= Panormo family =

Family of Italian luthiers and violin makers

Panormo is the name of an important Italian family of violin makers, resident originally in Palermo, later in Naples, Paris, Dublin and, for years, in London. Described as "amongst the most celebrated violin makers to ever have worked in London", they are famous for introducing the Stradivari style of violin-making to England. The family name was originally Trusiano, but the additional appellation “Panormo”, meaning “of Palermo”, was adopted in the 18th and 19th centuries. The earliest recorded member of the Panormo family was Gaspare Trusiano Panormo, whose label is found in an early 18th-century double bass.

Vincenzo Trusiano Panormo (1734-1813) was born in Monreale, near Palermo. The family moved to Naples in 1759, and Vincenzo is thought to have studied violin making in Naples with the celebrated Gagliano family of luthiers resident there. From around 1770 to 1789, Panormo worked in Paris as a violin maker. At the start of the French Revolution, he moved for several years to Dublin, where he worked with Thomas Perry, and then to London where he crafted instruments until his death in 1813.
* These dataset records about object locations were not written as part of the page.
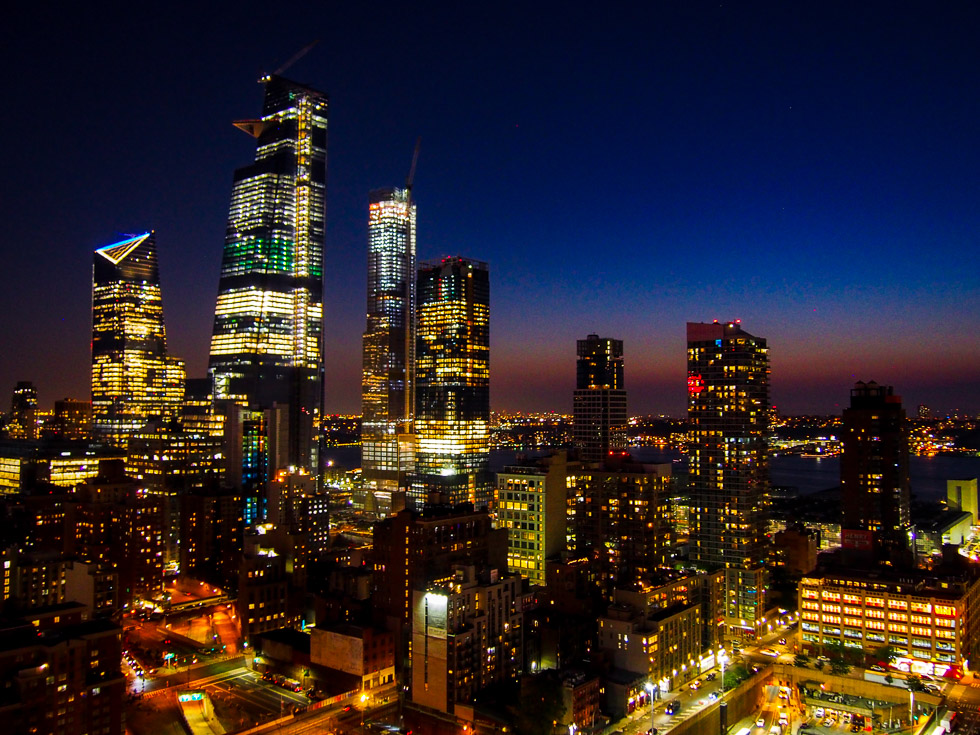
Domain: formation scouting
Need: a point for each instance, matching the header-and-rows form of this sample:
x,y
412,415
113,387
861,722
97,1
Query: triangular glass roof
x,y
119,250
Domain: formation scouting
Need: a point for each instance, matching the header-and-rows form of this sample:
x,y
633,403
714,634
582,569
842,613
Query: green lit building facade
x,y
266,346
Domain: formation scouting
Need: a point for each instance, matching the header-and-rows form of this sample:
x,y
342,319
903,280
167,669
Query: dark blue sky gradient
x,y
809,168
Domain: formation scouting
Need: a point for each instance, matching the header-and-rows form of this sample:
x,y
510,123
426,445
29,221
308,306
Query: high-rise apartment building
x,y
620,518
599,407
728,409
874,469
452,372
23,411
530,504
962,495
266,347
134,380
388,380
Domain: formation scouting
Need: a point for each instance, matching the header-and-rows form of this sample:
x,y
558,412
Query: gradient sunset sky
x,y
812,169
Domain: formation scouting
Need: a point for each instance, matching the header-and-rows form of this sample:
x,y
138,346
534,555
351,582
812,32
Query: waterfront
x,y
927,475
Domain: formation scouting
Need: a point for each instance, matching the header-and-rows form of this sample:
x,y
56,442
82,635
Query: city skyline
x,y
820,186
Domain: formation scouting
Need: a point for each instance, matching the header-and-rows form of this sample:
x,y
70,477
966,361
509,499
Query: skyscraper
x,y
452,372
133,377
23,411
599,409
266,347
388,380
874,469
728,409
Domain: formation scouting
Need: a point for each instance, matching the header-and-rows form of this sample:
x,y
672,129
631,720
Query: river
x,y
927,475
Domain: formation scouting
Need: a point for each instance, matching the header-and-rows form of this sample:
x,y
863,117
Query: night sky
x,y
809,168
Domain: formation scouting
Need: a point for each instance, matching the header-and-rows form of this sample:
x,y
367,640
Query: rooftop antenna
x,y
411,172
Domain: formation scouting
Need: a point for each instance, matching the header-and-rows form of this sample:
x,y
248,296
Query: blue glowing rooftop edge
x,y
119,250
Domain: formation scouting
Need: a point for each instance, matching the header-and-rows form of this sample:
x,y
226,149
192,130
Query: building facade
x,y
931,623
530,504
466,636
874,469
134,380
452,405
67,682
388,377
621,519
267,343
728,409
412,549
599,402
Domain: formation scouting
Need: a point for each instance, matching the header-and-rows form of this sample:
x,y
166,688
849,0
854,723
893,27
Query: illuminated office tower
x,y
452,373
599,409
388,397
266,347
874,470
728,409
133,378
23,411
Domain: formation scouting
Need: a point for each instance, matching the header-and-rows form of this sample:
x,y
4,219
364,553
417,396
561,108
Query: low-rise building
x,y
930,619
466,636
64,679
367,652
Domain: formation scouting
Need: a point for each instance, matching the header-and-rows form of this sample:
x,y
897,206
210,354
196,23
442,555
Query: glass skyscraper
x,y
599,408
388,378
728,460
134,380
266,348
452,372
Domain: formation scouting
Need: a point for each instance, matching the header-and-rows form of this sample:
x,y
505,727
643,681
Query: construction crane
x,y
292,60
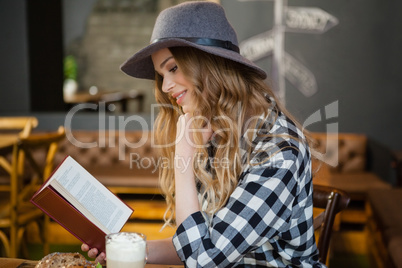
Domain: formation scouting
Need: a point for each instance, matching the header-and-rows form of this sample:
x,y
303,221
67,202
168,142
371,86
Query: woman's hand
x,y
185,186
93,253
185,145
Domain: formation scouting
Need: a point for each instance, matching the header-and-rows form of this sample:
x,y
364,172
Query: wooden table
x,y
21,263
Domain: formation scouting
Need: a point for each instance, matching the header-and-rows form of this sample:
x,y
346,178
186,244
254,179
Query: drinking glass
x,y
125,249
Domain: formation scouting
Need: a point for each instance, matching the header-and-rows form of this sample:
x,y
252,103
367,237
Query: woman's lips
x,y
179,97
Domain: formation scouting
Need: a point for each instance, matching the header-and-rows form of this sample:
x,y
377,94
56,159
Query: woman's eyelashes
x,y
173,69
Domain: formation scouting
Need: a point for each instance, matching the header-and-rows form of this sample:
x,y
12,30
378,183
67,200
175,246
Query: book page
x,y
90,197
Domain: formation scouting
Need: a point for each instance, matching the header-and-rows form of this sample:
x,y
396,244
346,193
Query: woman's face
x,y
174,82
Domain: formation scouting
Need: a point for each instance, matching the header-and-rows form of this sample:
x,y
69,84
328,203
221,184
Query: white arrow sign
x,y
308,20
258,46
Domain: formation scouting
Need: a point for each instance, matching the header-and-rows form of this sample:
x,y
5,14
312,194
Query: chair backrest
x,y
40,169
12,129
332,201
23,124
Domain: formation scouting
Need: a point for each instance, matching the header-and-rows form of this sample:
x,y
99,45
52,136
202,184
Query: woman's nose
x,y
167,85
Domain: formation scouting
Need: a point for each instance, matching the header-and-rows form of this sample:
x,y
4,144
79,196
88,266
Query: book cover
x,y
81,204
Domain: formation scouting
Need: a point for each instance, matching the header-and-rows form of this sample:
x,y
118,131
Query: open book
x,y
81,204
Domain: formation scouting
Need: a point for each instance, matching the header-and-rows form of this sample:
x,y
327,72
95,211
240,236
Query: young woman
x,y
238,186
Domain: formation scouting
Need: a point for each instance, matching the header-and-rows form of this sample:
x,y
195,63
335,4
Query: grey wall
x,y
357,63
14,89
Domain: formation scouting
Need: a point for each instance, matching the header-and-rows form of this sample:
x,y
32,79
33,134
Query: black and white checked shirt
x,y
268,219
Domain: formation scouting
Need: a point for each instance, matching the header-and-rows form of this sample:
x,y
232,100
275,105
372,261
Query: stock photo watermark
x,y
112,126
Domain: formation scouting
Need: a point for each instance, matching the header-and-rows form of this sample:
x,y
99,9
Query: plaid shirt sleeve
x,y
267,221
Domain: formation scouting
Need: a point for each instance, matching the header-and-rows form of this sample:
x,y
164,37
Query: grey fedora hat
x,y
199,24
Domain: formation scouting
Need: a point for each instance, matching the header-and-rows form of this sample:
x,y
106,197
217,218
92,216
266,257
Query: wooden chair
x,y
32,157
12,129
332,201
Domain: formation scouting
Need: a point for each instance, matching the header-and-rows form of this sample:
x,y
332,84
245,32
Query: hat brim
x,y
140,65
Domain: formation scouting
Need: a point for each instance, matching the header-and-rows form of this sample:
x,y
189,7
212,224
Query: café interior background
x,y
356,64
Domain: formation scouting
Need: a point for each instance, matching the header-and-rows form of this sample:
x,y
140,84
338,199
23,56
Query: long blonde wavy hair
x,y
227,94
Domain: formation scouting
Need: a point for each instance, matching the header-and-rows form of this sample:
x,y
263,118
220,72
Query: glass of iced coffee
x,y
125,250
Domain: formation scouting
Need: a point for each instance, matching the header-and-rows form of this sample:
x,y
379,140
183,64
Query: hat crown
x,y
194,20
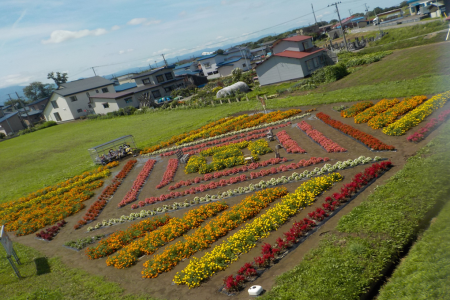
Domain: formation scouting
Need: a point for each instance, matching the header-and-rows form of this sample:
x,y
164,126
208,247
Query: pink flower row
x,y
169,174
255,134
138,183
288,143
318,137
433,123
208,177
223,182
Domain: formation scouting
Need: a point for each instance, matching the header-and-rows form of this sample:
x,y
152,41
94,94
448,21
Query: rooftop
x,y
82,85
Historians note Panormo, although his training was largely in Italy and France, as one of the finest English violin makers. His violins show strong influences of Stradivarius and Amati. Many of the traditional accounts of Panormo's life say that he spent some time working in Cremona for the Bergonzi family. Although no documentary evidence has been found, there is a strong stylistic link between them. The influence of this great master on the London makers of the time, and those that followed, is enormous. Panormo was responsible for introducing the Cremonese style into London. He was also the father of Joseph and George Panormo, important luthiers in their own right, as well as the guitar maker Louis Panormo.

Joseph Panormo (1768-1837), the second son of Vincenzo Panormo, trained in his father’s shop, where he worked until he opened his own shop in around 1801. Maintaining his father’s style and careful attention to detail, he continued to follow the Stradivari model. He rarely signed his work, but several violins currently accepted as Vincenzo's work have been found to be monogrammed ‘JP’ on the interior. He continued to make violins, violas, and cellos of very high quality until at least 1830.

George Panormo (1776-1852), born in Paris, was the third son of Vincenzo Panormo. Trained by Vincenzo, he largely worked alongside his father in their shop until Vincenzo's death in 1813, and is thought to have assisted in making many instruments attributed to Vincenzo, though his signed work is rare. His style is similar to Vincenzo's late work and his instruments are often hard to distinguish from those of his father. His workmanship is of high quality: his finest work, often ascribed to the period 1802-1808, is described as "elegant" and "gloriously built".